According to Kisumu governor Anyang Nyong’o, fish deaths in the region have claimed investors losses estimated at 40 million shillings in Othaya beach alone. All the affected farmers in the area including those in the Pier, Usoma, Genge, and Dunga, among other beaches, will procure fingerings worth 2 million shillings and feeds worth 1 million shillings, a move that is aimed at cushioning farmers from massive losses.
Most fish deaths in lake Victoria have been attributed to pollution of the lake by the local industries. The Kisumu boss instructed officers at the department of environment to tighten surveillance to ensure compliance by local industries.
“As we count the losses, I appeal to the fish farmers to ensure proper and scientific disposal of the dead fish to avoid further pollution, and I wish to issue fresh instructions to entities mandated with environmental safety and safeguards to round up and prosecute individuals and owners of factories polluting our water bodies. I propose that it was high time we came with tougher legislations both in the National and County Assemblies to deal with Environmental pollution,’’ he said.
Nyong’o regretted the massive loss incurred by cage farmers in the region given the important role they play in creating jobs in the region and supplementing fish supplies in the market. Lake Victoria accounts for over 80 percent of the local fish production.
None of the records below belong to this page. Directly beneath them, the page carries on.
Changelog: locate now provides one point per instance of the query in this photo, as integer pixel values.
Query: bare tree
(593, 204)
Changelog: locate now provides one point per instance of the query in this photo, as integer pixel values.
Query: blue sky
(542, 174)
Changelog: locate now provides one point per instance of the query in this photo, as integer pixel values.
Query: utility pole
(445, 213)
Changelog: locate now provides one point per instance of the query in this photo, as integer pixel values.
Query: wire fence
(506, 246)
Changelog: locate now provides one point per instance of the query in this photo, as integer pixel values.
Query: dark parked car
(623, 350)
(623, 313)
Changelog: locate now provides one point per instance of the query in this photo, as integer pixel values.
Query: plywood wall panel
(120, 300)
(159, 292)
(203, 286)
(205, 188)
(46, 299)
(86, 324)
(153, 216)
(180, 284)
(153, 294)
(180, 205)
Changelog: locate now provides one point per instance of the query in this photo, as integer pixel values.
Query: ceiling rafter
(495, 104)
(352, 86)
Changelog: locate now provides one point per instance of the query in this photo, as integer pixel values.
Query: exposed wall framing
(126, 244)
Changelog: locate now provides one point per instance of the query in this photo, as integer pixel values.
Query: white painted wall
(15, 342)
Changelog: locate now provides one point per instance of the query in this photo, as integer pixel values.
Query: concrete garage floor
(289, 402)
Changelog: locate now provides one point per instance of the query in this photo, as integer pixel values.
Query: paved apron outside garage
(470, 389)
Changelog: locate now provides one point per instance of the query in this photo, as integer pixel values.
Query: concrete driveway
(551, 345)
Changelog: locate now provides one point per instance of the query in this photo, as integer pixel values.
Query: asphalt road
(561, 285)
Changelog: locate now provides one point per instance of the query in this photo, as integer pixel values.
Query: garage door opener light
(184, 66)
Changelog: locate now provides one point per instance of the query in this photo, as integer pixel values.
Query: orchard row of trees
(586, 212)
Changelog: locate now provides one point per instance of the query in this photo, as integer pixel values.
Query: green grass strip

Data shows the lake was the biggest inland source between 2014 and 2016. In 2016 the lake produced 90.7 percent of the local harvest, a rise from 81.9 percent in 2012.
The food and Agriculture Organization (FAO) says that Kenya is one of the major countries influencing global prices for freshwater fish. But Taiwan, Honduras, and the US control 99 percent of the market for tilapia, which Kenya imports the most, according to local fisheries data. FAO estimates that Kenya can produce 14 million tons of fish a year with a value of 50 billion shillings.